Asteroid 2013 WV45 passed by the Earth at a distance of 9 143 000 km (a little under 24 times the average distance between the Earth and the Moon), slightly after 2.20 pm GMT on Friday 27 December 2013. There was no danger of the asteroid hitting us, and had it done so it would have presented little threat. 2013 WV45 is calculated to be between 20 and 62 m in diameter, and an object of this size would be predicted to break up in the atmosphere between 22 and 5 km above the ground, with only fragmentary material reaching the Earth's surface.
2013 WV45 was discovered on 29 November 2013 by the University of Arizona's Mt.
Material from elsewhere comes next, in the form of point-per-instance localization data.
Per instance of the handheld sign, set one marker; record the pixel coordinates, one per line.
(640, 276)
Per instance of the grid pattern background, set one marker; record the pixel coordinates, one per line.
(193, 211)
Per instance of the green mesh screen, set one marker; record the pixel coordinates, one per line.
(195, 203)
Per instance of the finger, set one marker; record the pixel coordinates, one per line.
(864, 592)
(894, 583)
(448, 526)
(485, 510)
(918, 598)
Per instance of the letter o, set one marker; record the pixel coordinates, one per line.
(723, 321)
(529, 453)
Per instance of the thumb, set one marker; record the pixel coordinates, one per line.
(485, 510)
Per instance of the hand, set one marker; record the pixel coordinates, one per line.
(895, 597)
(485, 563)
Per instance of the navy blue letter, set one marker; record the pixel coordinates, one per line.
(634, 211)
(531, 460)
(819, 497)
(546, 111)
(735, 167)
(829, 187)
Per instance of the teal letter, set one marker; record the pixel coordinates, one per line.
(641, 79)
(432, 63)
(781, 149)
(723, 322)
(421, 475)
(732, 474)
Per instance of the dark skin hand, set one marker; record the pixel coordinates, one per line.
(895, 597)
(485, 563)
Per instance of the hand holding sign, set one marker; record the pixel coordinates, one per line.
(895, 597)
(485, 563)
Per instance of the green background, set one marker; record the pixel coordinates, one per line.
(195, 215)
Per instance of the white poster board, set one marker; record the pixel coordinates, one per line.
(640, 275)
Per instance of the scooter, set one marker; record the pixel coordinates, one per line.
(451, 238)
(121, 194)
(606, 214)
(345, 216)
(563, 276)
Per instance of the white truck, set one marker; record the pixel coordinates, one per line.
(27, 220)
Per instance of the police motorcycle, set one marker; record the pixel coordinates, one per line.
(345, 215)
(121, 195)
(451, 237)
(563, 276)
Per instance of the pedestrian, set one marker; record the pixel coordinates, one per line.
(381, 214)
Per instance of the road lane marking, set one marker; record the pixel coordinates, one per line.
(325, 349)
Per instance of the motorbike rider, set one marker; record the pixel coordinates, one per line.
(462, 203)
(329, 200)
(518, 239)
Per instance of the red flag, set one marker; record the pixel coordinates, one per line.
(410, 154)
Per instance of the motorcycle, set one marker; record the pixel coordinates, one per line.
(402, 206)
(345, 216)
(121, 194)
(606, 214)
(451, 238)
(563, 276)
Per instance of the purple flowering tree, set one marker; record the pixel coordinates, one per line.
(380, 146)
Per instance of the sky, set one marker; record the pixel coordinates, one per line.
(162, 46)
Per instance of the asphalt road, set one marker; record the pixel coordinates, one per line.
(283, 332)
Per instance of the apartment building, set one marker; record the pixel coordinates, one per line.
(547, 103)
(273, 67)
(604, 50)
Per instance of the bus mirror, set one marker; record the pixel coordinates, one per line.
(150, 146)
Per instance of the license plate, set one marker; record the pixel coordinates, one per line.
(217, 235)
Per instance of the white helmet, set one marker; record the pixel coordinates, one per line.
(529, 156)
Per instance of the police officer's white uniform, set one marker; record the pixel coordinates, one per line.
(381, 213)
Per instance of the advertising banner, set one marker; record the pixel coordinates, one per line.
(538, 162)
Lemmon Survey at the Steward Observatory on Mount Lemmon in the Catalina Mountains north of Tucson. The designation 2013 WV45 implies that the asteroid was the 1146th object discovered in the second half of November 2013 (period 2013 W).
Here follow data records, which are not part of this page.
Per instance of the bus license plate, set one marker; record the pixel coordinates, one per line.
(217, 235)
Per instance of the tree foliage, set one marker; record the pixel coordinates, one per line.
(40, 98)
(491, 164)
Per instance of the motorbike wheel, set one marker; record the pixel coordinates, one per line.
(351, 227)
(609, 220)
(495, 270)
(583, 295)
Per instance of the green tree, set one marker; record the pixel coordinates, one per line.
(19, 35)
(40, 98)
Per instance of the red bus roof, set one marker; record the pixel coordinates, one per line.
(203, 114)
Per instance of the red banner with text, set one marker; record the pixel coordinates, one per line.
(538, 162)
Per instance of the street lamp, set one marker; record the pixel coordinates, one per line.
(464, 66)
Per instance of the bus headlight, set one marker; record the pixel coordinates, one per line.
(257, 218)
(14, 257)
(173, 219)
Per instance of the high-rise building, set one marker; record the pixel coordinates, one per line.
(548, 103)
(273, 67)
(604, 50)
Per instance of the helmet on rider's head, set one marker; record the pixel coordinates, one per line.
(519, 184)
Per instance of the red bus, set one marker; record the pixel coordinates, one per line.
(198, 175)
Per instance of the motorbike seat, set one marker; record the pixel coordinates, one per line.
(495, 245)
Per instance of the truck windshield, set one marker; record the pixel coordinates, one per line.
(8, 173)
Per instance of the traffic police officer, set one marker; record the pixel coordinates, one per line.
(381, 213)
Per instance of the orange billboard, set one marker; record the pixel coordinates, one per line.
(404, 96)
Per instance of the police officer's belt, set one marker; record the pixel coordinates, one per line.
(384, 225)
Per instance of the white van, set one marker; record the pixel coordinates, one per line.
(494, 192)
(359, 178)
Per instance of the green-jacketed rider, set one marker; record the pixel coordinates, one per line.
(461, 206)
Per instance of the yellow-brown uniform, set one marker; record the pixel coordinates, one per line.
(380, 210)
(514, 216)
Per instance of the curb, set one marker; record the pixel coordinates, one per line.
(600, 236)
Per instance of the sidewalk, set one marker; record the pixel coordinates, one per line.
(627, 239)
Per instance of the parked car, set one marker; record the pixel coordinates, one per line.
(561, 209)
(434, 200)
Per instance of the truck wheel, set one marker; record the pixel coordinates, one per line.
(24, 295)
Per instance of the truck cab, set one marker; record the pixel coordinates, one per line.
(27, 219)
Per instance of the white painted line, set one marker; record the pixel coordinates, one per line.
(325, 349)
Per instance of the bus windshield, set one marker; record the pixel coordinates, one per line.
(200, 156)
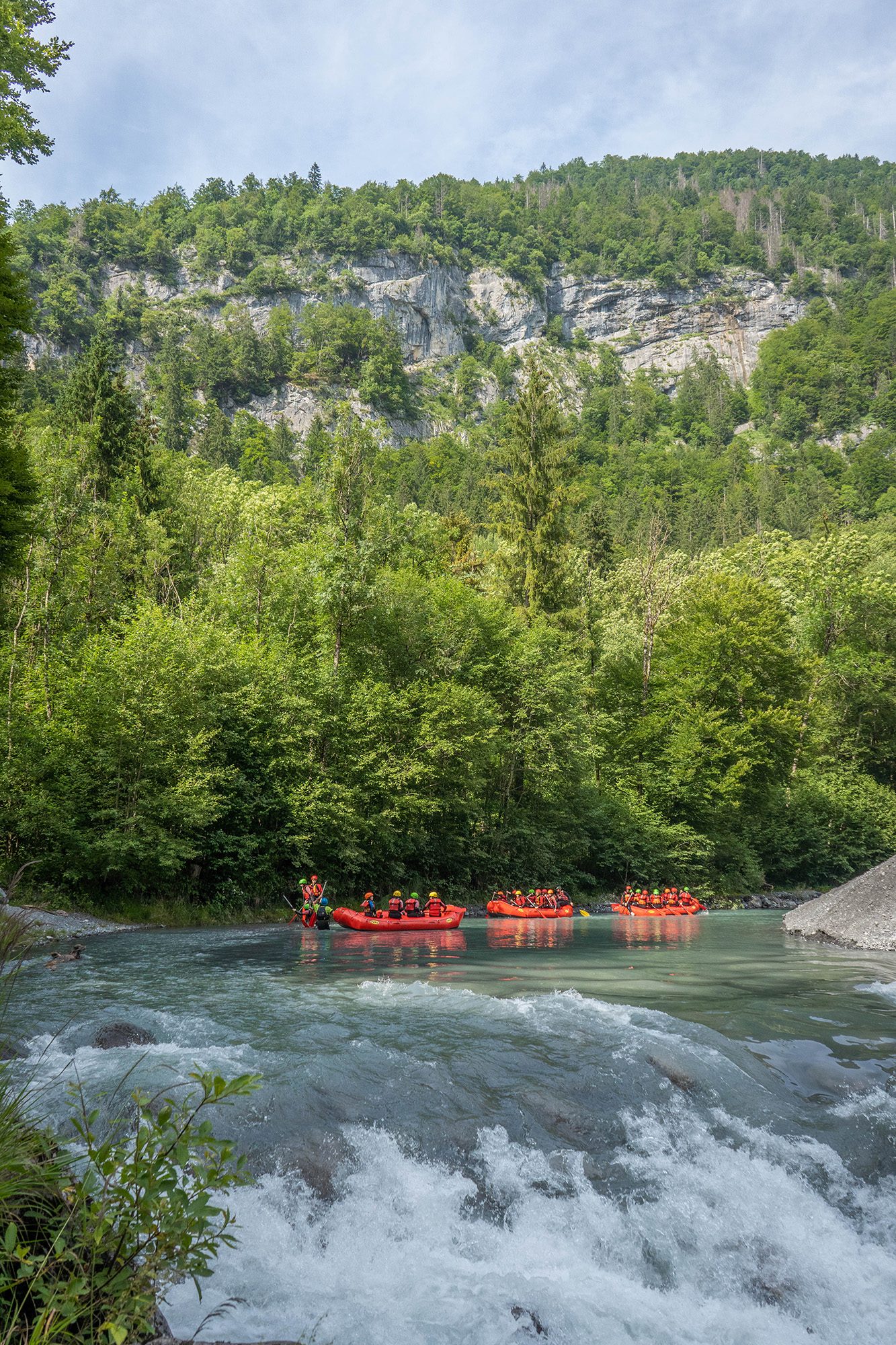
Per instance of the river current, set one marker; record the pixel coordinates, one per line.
(588, 1133)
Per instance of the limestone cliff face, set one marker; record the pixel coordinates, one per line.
(435, 306)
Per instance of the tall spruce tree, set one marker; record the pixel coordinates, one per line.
(97, 397)
(18, 489)
(171, 403)
(532, 484)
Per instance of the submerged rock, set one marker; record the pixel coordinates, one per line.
(861, 914)
(530, 1321)
(123, 1035)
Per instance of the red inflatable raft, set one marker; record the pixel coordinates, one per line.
(693, 910)
(509, 909)
(382, 925)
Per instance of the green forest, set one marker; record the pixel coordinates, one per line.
(572, 629)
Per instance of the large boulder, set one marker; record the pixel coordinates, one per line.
(861, 914)
(123, 1035)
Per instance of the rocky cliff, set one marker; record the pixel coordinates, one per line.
(435, 307)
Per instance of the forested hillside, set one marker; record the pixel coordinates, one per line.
(565, 625)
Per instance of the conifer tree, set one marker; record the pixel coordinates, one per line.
(532, 486)
(171, 406)
(18, 489)
(99, 397)
(214, 440)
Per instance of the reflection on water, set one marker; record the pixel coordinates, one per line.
(529, 934)
(635, 931)
(419, 952)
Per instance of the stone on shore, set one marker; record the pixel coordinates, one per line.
(861, 914)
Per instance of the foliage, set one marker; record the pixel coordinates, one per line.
(673, 220)
(26, 63)
(533, 467)
(18, 488)
(89, 1249)
(343, 345)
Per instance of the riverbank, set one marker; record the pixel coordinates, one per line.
(649, 1113)
(57, 922)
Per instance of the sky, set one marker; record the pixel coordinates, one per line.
(162, 92)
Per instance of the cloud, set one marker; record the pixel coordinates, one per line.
(177, 91)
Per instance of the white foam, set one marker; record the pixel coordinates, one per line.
(733, 1237)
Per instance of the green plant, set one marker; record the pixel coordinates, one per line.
(88, 1253)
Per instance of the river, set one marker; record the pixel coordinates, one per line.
(594, 1133)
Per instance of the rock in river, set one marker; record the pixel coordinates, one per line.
(123, 1035)
(861, 914)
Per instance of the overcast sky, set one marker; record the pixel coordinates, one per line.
(177, 91)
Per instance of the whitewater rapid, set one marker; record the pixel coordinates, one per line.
(440, 1165)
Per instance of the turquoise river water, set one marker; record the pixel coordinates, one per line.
(594, 1133)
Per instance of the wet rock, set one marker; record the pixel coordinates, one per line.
(676, 1077)
(530, 1323)
(123, 1035)
(861, 914)
(61, 960)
While 2013 WV45 occasionally comes near to the Earth, it does not actually cross our orbital path. It has an elliptical 922 day orbit that takes it from 1.01 AU from the Sun (1.01 times the distance at which the Earth orbits the Sun), slightly outside our orbit, to 2.69 AU from the Sun, (2.69 times the distance at which the Earth orbits the sun and considerably outside the orbit of the planet Mars), so unless an encounter with another body causes it's orbital path to alter in a very specific way (highly unlikely) there is no chance of it hitting the Earth. As a Near Earth Object that remains strictly outside the orbit of the Earth it is classed as an Amor Family Asteroid.